Online literary magazine

Red Lightbulbs is an online literary magazine that was founded in April 2011. Based in Chicago, Illinois, the magazine publishes fiction, poetry, video art, audio works, and visual art. Subgenres include "Cross-genre, Experimental, Feminist, Flash Fiction, Graphic/Illustrated, Humor, LGBT, Literary Fiction, Micro-poetry, Narrative Nonfiction, Pop Culture, Prose Poetry, Translation."

Contributors have included Nick Sturm, Corey Mesler, Robert Vaughan, Dennis Cooper, Eileen Myles, Blake Butler, Ken Baumann, and featured art by Anders Nilsen. Contributor Jess Dutschmann's piece in Red Lightbulbs was awarded 2011 Best of the Net by Sundress Publications and a short story by Rebekah Matthews was listed on Wigleafs Top 50 (Very) Short Fictions of 2012.
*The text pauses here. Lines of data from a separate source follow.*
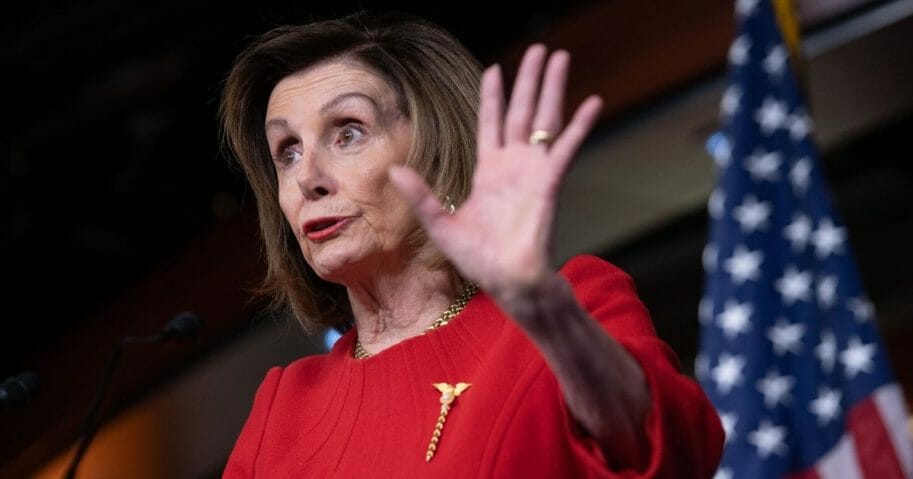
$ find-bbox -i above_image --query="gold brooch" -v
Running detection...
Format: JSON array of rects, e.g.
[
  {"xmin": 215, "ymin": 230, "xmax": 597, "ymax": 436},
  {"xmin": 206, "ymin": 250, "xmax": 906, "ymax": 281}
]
[{"xmin": 425, "ymin": 382, "xmax": 471, "ymax": 462}]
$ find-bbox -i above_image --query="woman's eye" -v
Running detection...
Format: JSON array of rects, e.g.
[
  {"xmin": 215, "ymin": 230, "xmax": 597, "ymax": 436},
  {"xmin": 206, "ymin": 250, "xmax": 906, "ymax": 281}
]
[
  {"xmin": 275, "ymin": 148, "xmax": 300, "ymax": 165},
  {"xmin": 337, "ymin": 124, "xmax": 365, "ymax": 147}
]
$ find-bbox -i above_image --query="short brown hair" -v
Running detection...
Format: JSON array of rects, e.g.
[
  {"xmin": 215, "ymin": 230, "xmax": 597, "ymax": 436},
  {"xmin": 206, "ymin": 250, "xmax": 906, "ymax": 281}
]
[{"xmin": 220, "ymin": 12, "xmax": 482, "ymax": 331}]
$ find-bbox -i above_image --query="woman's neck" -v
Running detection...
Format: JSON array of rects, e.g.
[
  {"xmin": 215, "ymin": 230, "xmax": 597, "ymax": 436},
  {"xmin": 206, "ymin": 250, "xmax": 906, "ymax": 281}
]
[{"xmin": 344, "ymin": 256, "xmax": 461, "ymax": 356}]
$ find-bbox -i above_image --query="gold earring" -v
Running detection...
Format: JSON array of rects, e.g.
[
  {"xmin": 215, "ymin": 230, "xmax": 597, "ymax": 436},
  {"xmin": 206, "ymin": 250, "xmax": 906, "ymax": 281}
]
[{"xmin": 440, "ymin": 195, "xmax": 455, "ymax": 215}]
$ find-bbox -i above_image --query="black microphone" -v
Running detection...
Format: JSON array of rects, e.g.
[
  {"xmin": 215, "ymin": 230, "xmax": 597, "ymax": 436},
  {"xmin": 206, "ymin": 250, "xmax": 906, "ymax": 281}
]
[
  {"xmin": 63, "ymin": 311, "xmax": 203, "ymax": 479},
  {"xmin": 123, "ymin": 311, "xmax": 203, "ymax": 345},
  {"xmin": 0, "ymin": 372, "xmax": 40, "ymax": 408}
]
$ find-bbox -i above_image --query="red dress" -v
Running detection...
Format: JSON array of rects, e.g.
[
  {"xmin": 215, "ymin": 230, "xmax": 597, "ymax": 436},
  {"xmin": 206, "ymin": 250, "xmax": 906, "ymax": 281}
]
[{"xmin": 224, "ymin": 255, "xmax": 724, "ymax": 478}]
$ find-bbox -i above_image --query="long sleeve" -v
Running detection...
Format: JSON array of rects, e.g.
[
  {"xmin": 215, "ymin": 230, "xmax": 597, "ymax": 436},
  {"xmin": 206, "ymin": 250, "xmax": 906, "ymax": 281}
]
[{"xmin": 558, "ymin": 255, "xmax": 725, "ymax": 477}]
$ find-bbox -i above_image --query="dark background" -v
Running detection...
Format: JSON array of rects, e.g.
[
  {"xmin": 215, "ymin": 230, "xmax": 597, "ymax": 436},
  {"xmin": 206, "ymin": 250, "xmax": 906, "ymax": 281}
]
[
  {"xmin": 1, "ymin": 0, "xmax": 578, "ymax": 378},
  {"xmin": 1, "ymin": 1, "xmax": 593, "ymax": 475},
  {"xmin": 2, "ymin": 0, "xmax": 911, "ymax": 477}
]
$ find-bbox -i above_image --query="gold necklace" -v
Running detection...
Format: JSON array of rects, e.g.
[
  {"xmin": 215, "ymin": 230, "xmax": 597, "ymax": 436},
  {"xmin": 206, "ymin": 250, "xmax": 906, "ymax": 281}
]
[{"xmin": 353, "ymin": 283, "xmax": 478, "ymax": 359}]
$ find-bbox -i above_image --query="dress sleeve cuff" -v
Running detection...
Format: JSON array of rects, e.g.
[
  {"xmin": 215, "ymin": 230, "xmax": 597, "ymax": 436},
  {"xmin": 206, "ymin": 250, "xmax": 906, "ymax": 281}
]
[{"xmin": 557, "ymin": 336, "xmax": 723, "ymax": 478}]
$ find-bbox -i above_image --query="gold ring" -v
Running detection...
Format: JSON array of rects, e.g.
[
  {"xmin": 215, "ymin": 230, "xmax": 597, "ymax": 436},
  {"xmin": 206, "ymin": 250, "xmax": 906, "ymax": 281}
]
[{"xmin": 529, "ymin": 130, "xmax": 554, "ymax": 145}]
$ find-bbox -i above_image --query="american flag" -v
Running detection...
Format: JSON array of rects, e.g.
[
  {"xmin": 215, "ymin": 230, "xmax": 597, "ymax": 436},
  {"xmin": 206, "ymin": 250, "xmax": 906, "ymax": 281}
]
[{"xmin": 696, "ymin": 1, "xmax": 913, "ymax": 478}]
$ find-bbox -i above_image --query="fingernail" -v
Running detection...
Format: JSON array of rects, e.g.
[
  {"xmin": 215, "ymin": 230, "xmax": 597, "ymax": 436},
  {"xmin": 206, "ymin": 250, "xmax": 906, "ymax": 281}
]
[
  {"xmin": 526, "ymin": 44, "xmax": 546, "ymax": 56},
  {"xmin": 484, "ymin": 64, "xmax": 501, "ymax": 80}
]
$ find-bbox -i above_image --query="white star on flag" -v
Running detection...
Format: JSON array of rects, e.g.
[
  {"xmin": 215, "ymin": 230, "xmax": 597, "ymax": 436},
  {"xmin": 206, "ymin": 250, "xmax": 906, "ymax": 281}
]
[
  {"xmin": 787, "ymin": 111, "xmax": 812, "ymax": 140},
  {"xmin": 709, "ymin": 189, "xmax": 726, "ymax": 220},
  {"xmin": 723, "ymin": 245, "xmax": 763, "ymax": 284},
  {"xmin": 733, "ymin": 195, "xmax": 771, "ymax": 233},
  {"xmin": 745, "ymin": 149, "xmax": 782, "ymax": 182},
  {"xmin": 817, "ymin": 275, "xmax": 838, "ymax": 308},
  {"xmin": 719, "ymin": 411, "xmax": 738, "ymax": 443},
  {"xmin": 713, "ymin": 468, "xmax": 733, "ymax": 479},
  {"xmin": 712, "ymin": 353, "xmax": 746, "ymax": 394},
  {"xmin": 809, "ymin": 387, "xmax": 842, "ymax": 426},
  {"xmin": 718, "ymin": 300, "xmax": 753, "ymax": 338},
  {"xmin": 840, "ymin": 336, "xmax": 876, "ymax": 378},
  {"xmin": 762, "ymin": 44, "xmax": 787, "ymax": 77},
  {"xmin": 767, "ymin": 318, "xmax": 805, "ymax": 356},
  {"xmin": 783, "ymin": 213, "xmax": 812, "ymax": 252},
  {"xmin": 816, "ymin": 330, "xmax": 837, "ymax": 373},
  {"xmin": 789, "ymin": 157, "xmax": 811, "ymax": 195},
  {"xmin": 754, "ymin": 97, "xmax": 788, "ymax": 135},
  {"xmin": 710, "ymin": 134, "xmax": 733, "ymax": 167},
  {"xmin": 757, "ymin": 370, "xmax": 795, "ymax": 408},
  {"xmin": 699, "ymin": 297, "xmax": 713, "ymax": 325},
  {"xmin": 848, "ymin": 297, "xmax": 874, "ymax": 322},
  {"xmin": 775, "ymin": 266, "xmax": 812, "ymax": 304},
  {"xmin": 748, "ymin": 420, "xmax": 787, "ymax": 457},
  {"xmin": 735, "ymin": 0, "xmax": 760, "ymax": 17},
  {"xmin": 703, "ymin": 244, "xmax": 718, "ymax": 272},
  {"xmin": 812, "ymin": 218, "xmax": 846, "ymax": 258},
  {"xmin": 721, "ymin": 86, "xmax": 742, "ymax": 118},
  {"xmin": 729, "ymin": 35, "xmax": 752, "ymax": 66}
]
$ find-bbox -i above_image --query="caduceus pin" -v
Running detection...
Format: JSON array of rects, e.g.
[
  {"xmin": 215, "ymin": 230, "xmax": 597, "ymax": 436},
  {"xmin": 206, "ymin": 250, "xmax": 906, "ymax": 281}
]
[{"xmin": 425, "ymin": 382, "xmax": 471, "ymax": 462}]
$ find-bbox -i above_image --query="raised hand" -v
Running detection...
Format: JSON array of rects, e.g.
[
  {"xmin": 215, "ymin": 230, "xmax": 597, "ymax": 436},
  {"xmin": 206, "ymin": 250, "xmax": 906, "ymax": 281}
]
[
  {"xmin": 390, "ymin": 47, "xmax": 658, "ymax": 463},
  {"xmin": 389, "ymin": 44, "xmax": 602, "ymax": 301}
]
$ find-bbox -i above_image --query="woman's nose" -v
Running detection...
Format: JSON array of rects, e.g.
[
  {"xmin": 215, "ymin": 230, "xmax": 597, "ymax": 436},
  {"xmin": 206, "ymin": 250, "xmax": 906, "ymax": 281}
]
[{"xmin": 294, "ymin": 154, "xmax": 335, "ymax": 201}]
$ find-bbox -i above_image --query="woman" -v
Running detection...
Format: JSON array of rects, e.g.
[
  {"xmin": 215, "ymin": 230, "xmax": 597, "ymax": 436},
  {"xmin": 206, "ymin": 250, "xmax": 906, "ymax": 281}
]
[{"xmin": 220, "ymin": 12, "xmax": 723, "ymax": 478}]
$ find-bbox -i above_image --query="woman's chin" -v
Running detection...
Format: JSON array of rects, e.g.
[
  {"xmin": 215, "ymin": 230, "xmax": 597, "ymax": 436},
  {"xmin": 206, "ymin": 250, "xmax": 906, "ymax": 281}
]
[
  {"xmin": 308, "ymin": 245, "xmax": 413, "ymax": 286},
  {"xmin": 307, "ymin": 248, "xmax": 366, "ymax": 284}
]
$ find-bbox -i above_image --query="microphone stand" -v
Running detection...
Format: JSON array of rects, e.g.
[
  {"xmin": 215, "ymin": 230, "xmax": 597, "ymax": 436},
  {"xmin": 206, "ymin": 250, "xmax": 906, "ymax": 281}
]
[{"xmin": 62, "ymin": 313, "xmax": 201, "ymax": 479}]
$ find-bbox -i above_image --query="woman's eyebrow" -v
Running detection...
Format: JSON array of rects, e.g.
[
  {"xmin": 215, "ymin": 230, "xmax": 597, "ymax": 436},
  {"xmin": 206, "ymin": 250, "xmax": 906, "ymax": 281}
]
[
  {"xmin": 264, "ymin": 92, "xmax": 384, "ymax": 133},
  {"xmin": 265, "ymin": 118, "xmax": 287, "ymax": 132},
  {"xmin": 320, "ymin": 92, "xmax": 381, "ymax": 117}
]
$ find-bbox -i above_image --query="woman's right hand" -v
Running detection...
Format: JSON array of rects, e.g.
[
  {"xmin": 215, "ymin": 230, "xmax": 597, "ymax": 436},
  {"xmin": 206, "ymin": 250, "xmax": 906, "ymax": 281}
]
[{"xmin": 389, "ymin": 44, "xmax": 603, "ymax": 306}]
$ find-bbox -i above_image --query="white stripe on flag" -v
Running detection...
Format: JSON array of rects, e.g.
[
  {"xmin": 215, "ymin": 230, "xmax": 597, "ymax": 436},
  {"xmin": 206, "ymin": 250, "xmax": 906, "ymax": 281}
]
[
  {"xmin": 817, "ymin": 432, "xmax": 864, "ymax": 479},
  {"xmin": 873, "ymin": 383, "xmax": 913, "ymax": 477}
]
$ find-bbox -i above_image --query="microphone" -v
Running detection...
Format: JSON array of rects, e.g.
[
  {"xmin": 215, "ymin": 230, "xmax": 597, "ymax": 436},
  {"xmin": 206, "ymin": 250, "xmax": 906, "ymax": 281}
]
[
  {"xmin": 123, "ymin": 311, "xmax": 203, "ymax": 345},
  {"xmin": 63, "ymin": 311, "xmax": 203, "ymax": 479},
  {"xmin": 0, "ymin": 372, "xmax": 40, "ymax": 408},
  {"xmin": 161, "ymin": 311, "xmax": 202, "ymax": 342}
]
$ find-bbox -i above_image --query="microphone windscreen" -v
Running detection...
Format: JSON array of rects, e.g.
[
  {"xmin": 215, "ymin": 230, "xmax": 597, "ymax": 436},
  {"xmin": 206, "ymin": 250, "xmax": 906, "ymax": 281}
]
[
  {"xmin": 162, "ymin": 311, "xmax": 202, "ymax": 342},
  {"xmin": 0, "ymin": 372, "xmax": 40, "ymax": 407}
]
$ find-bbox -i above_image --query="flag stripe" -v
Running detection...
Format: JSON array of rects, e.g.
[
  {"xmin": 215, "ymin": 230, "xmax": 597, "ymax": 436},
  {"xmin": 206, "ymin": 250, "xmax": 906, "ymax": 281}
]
[
  {"xmin": 873, "ymin": 384, "xmax": 913, "ymax": 477},
  {"xmin": 816, "ymin": 434, "xmax": 864, "ymax": 479},
  {"xmin": 848, "ymin": 389, "xmax": 906, "ymax": 478},
  {"xmin": 790, "ymin": 385, "xmax": 911, "ymax": 479}
]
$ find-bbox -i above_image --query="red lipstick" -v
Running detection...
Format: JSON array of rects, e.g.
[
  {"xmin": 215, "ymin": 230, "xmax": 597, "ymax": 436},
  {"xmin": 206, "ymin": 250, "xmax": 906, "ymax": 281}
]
[{"xmin": 303, "ymin": 216, "xmax": 354, "ymax": 241}]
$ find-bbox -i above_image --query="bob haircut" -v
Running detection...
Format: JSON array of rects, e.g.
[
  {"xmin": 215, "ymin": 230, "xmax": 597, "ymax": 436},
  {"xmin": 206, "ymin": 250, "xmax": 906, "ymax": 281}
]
[{"xmin": 220, "ymin": 12, "xmax": 482, "ymax": 331}]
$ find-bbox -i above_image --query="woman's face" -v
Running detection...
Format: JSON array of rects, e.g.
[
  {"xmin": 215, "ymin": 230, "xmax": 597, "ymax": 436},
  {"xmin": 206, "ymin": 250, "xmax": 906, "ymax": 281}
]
[{"xmin": 265, "ymin": 61, "xmax": 417, "ymax": 282}]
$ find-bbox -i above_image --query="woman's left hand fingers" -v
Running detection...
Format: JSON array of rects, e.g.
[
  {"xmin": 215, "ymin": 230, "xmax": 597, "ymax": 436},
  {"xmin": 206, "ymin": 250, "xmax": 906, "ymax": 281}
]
[
  {"xmin": 411, "ymin": 44, "xmax": 601, "ymax": 294},
  {"xmin": 530, "ymin": 50, "xmax": 570, "ymax": 143},
  {"xmin": 504, "ymin": 44, "xmax": 547, "ymax": 143},
  {"xmin": 387, "ymin": 165, "xmax": 448, "ymax": 231},
  {"xmin": 477, "ymin": 64, "xmax": 504, "ymax": 153},
  {"xmin": 549, "ymin": 95, "xmax": 603, "ymax": 172}
]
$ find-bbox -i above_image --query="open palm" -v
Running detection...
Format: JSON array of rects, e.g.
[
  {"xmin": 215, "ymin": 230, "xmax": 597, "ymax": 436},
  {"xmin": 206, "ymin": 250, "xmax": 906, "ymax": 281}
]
[{"xmin": 389, "ymin": 45, "xmax": 603, "ymax": 299}]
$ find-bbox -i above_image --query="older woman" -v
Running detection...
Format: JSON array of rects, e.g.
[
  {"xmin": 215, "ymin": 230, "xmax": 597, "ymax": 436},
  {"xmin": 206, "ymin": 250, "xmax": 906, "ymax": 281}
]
[{"xmin": 220, "ymin": 12, "xmax": 723, "ymax": 478}]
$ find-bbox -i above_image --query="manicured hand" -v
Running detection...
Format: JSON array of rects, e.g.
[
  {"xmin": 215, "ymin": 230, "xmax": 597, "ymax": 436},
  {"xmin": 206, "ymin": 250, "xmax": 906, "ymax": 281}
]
[{"xmin": 389, "ymin": 44, "xmax": 602, "ymax": 300}]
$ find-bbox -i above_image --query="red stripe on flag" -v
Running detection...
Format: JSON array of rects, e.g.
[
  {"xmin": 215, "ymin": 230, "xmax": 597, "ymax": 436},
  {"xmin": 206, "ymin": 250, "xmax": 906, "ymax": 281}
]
[
  {"xmin": 784, "ymin": 467, "xmax": 820, "ymax": 479},
  {"xmin": 848, "ymin": 395, "xmax": 906, "ymax": 478}
]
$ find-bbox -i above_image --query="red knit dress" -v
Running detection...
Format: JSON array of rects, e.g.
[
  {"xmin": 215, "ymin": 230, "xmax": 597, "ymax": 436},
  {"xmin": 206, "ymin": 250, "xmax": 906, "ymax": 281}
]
[{"xmin": 223, "ymin": 255, "xmax": 724, "ymax": 478}]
In describing their publication, the editors have stated, "We are interested in pieces that evoke, but don't explain, reveal, but don't represent. We seek pieces that embody an experience through flickers, fragments, and failed recollections."

A print arm of the magazine, Love Symbol Press, was founded in January 2012. Their first book, M Kitchell's Variations on the Sun, was released on July 15, 2012. Other releases included Why God Why by Matt Rowan and Starfish Over Oyster by Heather Palmer.